ビットコインコア開発者が新論文発表「シュノア署名」技術がビットコインをスケールさせる一助に

 4名のビットコイン開発者が、シュノア・マルチ署名(「シュノア署名」または「マルチ署名」)がビットコインのブロックチェーンをスケールするのにどのように役立つか概説する論文を公開した

 1月15日に出版されたこの論文では、グレッグ・マックスウェル氏、アンドリュー・ポエルストラ氏、ヤニック・セウリン氏、ピーター・ウエレ氏が、マルチ署名データをひとまとめにしてデータサイズを減らす技術が、どのように「ビットコインにおいてパフォーマンスとユーザーのプライバシー両方を改善できるか」を議論し、解説した。

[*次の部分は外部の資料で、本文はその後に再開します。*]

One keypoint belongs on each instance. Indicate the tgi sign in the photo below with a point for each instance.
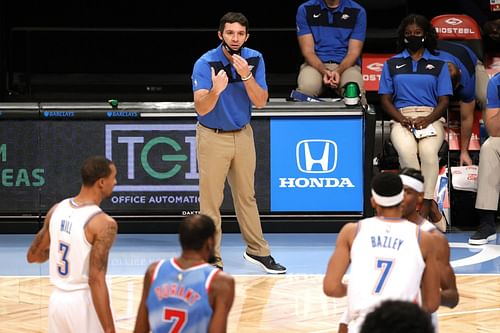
(317, 164)
(153, 158)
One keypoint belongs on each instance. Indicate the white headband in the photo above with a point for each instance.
(414, 183)
(388, 201)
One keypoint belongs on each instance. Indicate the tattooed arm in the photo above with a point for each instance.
(101, 233)
(39, 249)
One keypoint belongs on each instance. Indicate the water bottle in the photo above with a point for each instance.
(351, 94)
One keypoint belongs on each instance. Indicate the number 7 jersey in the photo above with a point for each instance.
(386, 263)
(178, 298)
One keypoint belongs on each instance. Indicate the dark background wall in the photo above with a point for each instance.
(144, 50)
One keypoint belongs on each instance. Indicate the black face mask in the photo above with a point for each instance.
(414, 43)
(230, 50)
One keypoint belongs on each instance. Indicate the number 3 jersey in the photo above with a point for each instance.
(178, 298)
(386, 263)
(69, 248)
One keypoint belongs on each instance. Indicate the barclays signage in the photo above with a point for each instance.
(317, 165)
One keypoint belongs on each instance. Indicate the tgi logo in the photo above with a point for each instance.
(316, 156)
(153, 158)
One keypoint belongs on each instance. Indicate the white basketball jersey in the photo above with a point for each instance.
(386, 263)
(427, 226)
(69, 248)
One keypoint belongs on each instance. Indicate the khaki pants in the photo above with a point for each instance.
(488, 185)
(421, 154)
(310, 81)
(232, 156)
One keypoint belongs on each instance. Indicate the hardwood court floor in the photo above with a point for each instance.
(291, 303)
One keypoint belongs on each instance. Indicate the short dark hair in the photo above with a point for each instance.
(195, 230)
(233, 17)
(94, 168)
(421, 21)
(413, 173)
(397, 317)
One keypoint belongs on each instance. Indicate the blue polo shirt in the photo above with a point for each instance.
(331, 28)
(415, 83)
(493, 92)
(233, 109)
(465, 60)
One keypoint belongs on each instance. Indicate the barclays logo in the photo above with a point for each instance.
(65, 114)
(323, 160)
(111, 114)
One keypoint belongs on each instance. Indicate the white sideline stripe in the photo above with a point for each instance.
(234, 275)
(468, 312)
(486, 252)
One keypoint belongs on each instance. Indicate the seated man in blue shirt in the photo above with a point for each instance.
(468, 85)
(331, 34)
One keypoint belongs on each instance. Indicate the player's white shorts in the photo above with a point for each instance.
(72, 311)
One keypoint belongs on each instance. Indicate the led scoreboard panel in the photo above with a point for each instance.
(311, 157)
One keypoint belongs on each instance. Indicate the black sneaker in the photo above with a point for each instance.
(482, 236)
(267, 263)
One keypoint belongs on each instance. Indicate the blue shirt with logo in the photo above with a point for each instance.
(465, 60)
(493, 92)
(331, 28)
(233, 109)
(415, 83)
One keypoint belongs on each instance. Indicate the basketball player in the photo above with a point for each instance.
(76, 238)
(186, 294)
(389, 257)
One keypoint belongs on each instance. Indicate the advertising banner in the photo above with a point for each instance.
(317, 165)
(156, 163)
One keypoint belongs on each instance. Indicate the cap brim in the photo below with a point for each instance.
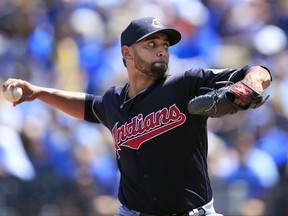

 マルチ署名はここ数年間幅広く応用されており、セキュリティ上の強みからいくつかの一般向けウォレットの主要機能となっている。今回の論文が注意を払っているのは、シュノア署名がどのように取引のプライバシーを高めるかだ。

 ビットコインが普及するにつれ、取引処理能力をスケールさせるため解決策が求められている。

 それらの中で今一番注目されているのがライトニング・ネットワークだ。ビットコインが無料に近い手数料で瞬間的に取引を処理することを助けるといわれる。

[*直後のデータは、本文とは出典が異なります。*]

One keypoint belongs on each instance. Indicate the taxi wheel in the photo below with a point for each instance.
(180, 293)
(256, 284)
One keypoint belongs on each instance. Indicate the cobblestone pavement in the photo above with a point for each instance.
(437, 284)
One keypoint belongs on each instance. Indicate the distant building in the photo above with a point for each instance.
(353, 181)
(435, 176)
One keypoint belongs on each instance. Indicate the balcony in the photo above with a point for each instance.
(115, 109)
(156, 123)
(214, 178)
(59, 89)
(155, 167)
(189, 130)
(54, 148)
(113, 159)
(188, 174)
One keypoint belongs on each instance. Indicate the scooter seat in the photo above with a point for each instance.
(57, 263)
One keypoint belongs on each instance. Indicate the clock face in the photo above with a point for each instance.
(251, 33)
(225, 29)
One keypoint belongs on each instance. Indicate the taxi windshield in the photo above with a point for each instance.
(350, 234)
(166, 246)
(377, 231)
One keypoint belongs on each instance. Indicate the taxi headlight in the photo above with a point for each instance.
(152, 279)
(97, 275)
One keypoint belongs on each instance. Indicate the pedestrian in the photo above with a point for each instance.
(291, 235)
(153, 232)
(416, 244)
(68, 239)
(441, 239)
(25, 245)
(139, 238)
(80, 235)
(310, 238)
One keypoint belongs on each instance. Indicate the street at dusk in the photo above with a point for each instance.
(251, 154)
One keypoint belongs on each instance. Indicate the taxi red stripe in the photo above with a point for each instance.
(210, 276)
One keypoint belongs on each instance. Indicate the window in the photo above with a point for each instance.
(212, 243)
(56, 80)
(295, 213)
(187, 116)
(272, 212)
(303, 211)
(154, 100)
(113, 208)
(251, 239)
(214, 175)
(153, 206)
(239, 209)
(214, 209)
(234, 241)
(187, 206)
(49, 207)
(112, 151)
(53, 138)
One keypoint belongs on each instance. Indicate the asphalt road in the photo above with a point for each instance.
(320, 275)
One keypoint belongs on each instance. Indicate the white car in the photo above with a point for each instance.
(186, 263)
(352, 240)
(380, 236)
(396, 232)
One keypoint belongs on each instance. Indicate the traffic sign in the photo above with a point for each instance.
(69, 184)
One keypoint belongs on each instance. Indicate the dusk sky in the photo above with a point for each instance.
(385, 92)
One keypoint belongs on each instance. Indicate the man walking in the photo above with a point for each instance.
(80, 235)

 ブロックストリーム社のエンジニアが1月16日の投稿で述べたように、Mainnetライトニング取引は依然として「試験段階」にある。約50ノードと80チャンネルのみが稼働しておりまだ小規模の運営にとどまる。

 シュノア署名は技術的解説者には長い間好まれてきた。昨年7月にはブロックチェーン領域のコンサルタントであるサム・ウーターズ氏からセキュリティー上の利点について賞賛を受けている。ウーターズ氏は投稿で、その技術の有用性をこのように説明している。

 「複数のソースからその取引を送信しているのが一人だけだとすれば、それを署名一つだけで済ませる何らかの方法があるべきではないか? シュノア署名が私たちに許してくれるのは、そういったことだ。」